Goodness-of-fit, confidence and consistency measures

Wrapper function for calculating the predictive distribution model's confidence, consistency, and optionally some well-known goodness-of-fit measures as well. The calculated measures are as follows:

confidence in predictions (CP) and confidence in positive predictions (CPP) within known presences for the training and evaluation subsets
consistency of predictions (difference of CPs; DCP) and positive predictions (difference of CPPs; DCPP)
Area Under the ROC Curve (AUC) - optional (see parameter goodness)
maximum of the True Skill Statistic (maxTSS) - optional (see parameter goodness)

Usage

measures(
  observations,
  predictions,
  evaluation_mask,
  goodness = FALSE,
  df = FALSE
)

Arguments

observations: Either an integer or logical vector containing the binary observations where presences are encoded as 1s/TRUEs and absences as 0s/FALSEs.
predictions: A numeric vector containing the predicted probabilities of occurrence typically within the [0, 1] interval. length(predictions) should be equal to length(observations) and the order of the elements should match.
evaluation_mask: A logical vector (mask) of the evaluation subset.

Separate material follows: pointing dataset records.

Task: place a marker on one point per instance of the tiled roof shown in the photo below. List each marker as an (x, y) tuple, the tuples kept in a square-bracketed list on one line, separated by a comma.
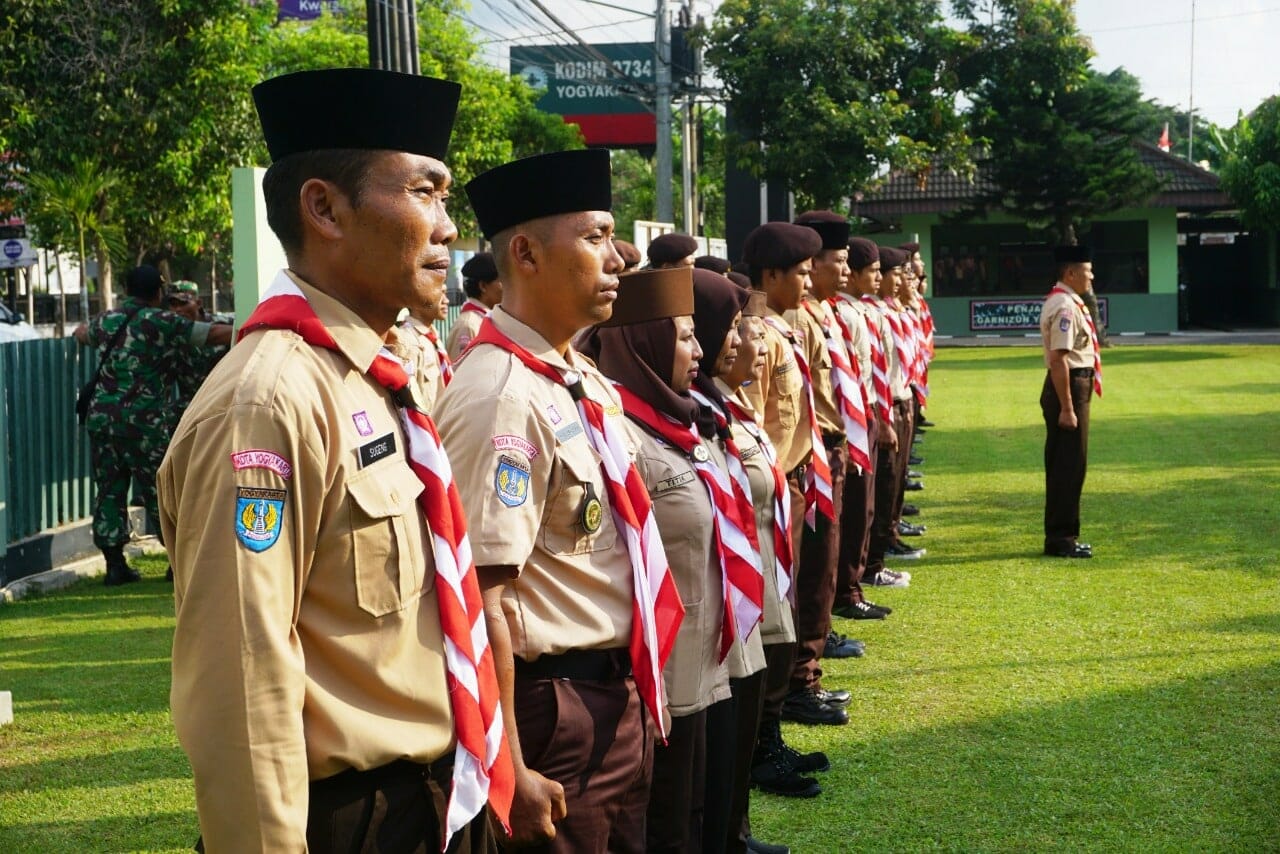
[(1185, 186)]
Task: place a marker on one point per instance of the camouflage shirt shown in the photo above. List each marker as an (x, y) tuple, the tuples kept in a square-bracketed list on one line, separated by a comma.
[(135, 391)]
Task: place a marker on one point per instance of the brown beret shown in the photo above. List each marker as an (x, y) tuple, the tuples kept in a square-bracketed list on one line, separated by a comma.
[(712, 263), (780, 246), (862, 252), (545, 185), (831, 227), (891, 257), (653, 295), (630, 254), (668, 249), (1073, 255)]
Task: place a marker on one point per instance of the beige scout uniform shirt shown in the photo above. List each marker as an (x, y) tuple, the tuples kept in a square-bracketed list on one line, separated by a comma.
[(776, 626), (525, 471), (853, 313), (778, 394), (694, 675), (464, 329), (307, 635), (819, 365), (1064, 327)]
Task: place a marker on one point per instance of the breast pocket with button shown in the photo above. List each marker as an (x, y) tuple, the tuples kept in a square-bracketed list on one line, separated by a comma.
[(387, 549), (571, 524)]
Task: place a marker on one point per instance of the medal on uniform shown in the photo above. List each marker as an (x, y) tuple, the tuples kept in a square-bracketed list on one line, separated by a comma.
[(593, 512)]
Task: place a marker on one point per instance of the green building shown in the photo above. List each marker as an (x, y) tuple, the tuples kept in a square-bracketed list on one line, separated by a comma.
[(988, 275)]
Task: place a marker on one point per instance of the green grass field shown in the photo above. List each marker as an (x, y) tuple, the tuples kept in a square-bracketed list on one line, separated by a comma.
[(1011, 703)]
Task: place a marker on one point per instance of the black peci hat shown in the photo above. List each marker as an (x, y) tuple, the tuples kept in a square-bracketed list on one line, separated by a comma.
[(356, 108), (562, 182), (831, 227), (780, 246), (1073, 255)]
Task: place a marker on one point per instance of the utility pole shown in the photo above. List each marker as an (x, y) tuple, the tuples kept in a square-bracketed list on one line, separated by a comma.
[(663, 151)]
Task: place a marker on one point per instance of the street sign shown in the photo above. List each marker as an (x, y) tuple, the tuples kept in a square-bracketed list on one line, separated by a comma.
[(608, 97)]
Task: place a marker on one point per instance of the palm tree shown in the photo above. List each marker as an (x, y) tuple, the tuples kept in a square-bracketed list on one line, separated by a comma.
[(76, 204)]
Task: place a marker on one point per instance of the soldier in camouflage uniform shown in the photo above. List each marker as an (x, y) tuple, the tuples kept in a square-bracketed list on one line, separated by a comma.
[(129, 418)]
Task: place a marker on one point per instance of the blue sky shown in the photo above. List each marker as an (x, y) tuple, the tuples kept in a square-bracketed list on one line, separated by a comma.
[(1237, 58)]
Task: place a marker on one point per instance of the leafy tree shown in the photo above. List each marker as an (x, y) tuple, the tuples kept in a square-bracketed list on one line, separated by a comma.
[(1056, 136), (840, 91), (1252, 172)]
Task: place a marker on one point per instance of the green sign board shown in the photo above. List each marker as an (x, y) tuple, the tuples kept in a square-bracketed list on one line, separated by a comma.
[(577, 82)]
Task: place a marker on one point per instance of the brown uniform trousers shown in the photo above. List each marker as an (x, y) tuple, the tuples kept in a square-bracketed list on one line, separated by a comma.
[(1065, 460)]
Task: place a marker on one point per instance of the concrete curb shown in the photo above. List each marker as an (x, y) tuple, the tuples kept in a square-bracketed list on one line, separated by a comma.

Its ith element indicates whether the ith element of observations was used for evaluation (TRUE) or for training (FALSE). length(evaluation_mask) should be equal to length(observations) and the order of the elements should match, i.e. observations[evaluation_mask] were the evaluation subset and observations[!evaluation_mask] were the training subset.
goodness: Logical vector of length one, defaults to FALSE. Indicates, whether goodness-of-fit measures (AUC and maxTSS) should be calculated. If set to TRUE, external package ROCR (Sing et al. 2005) is needed for the calculation (see section 'Note').
df: Logical vector of length one, defaults to FALSE. Indicates, whether the returned value should be a one-row data.frame that is rbind()able if measures() is called on multiple models in a for loop or a lapply(). See section 'Value' and 'Examples' for details.

Value

A named numeric vector (if df is FALSE; the default) or a data.frame (if df is TRUE) of one row.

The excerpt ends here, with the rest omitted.